Wieviel Unterweisung enthalten doch die beiden kleinen Worte: „Verbirg dich!“ Das Hervortreten liegt dem Fleische nahe, nicht aber das Zurücktreten - das Sichverbergen. Wir sind so leicht von uns selbst und von der Wichtigkeit unseres Dienstes erfüllt, wollen wir aber dem Herrn brauchbare Gefäße sein, dann müssen wir aufhören, in unseren eigenen und in den Augen anderer etwas zu sein. Glücklich ist der Knecht, der seine Knechtesstellung versteht: Nichts in sich selbst zu sein und sich in Dem zu verbergen, dem er dient. Ein solcher Knecht wird immer die Aufmerksamkeit von sich ab auf seinen Herrn hinlenken.
Gott hatte noch Vieles und Großes für Seinen Knecht zu tun; für diese Aufgaben aber bedurfte Elia noch der Zubereitung in Gottes Schule, und zwar nicht für eine kurze Zeit, sondern für eine Zeit von mehr als drei Jahren. Gott erzieht Sich jeden Knecht für das Werk, zu welchem Er ihn gebrauchen will.

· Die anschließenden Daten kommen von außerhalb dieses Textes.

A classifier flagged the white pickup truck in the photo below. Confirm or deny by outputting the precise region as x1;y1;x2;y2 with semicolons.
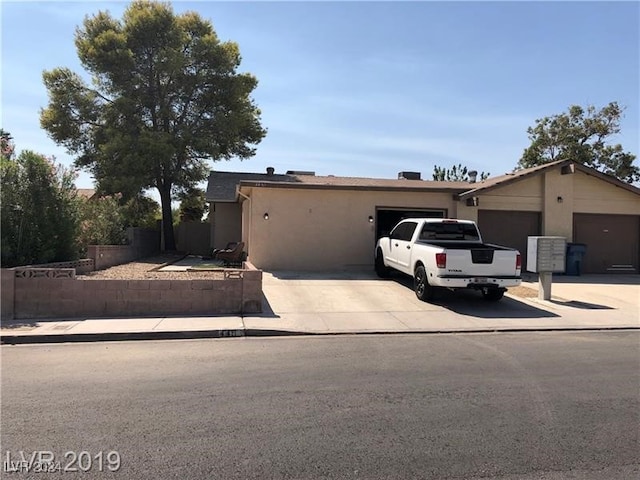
375;218;522;301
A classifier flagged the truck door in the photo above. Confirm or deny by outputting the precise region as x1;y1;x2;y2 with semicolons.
389;221;418;273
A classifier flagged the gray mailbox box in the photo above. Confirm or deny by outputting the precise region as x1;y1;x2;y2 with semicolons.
527;237;567;273
527;237;567;300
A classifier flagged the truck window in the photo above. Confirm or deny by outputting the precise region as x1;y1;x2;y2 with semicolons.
391;222;418;242
419;223;480;242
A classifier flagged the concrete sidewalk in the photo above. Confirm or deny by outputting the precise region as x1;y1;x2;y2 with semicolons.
0;274;640;344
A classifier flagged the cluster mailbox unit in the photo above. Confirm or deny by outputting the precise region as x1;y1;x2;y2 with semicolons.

Ehe Joseph geschickt war, als Herrscher über ganz Ägyptenland die großen Pläne Gottes auszuführen, hatte er Gottes erziehende Hand in der Grube und im Gefängnis nötig.
Mose mußte vierzig Jahre in der Einsamkeit der Wüste zubereitet werden, ehe er als Führer das Volk Gottes von der Knechtschaft Ägyptens befreien konnte.
David war der von Gott erwählte König Israels. Aber ehe er über Gottes Volk regieren konnte, mußte er Gottes Schule durchmachen und den Kampf mit Löwen, Bären und dem Riesen Goliath aufnehmen.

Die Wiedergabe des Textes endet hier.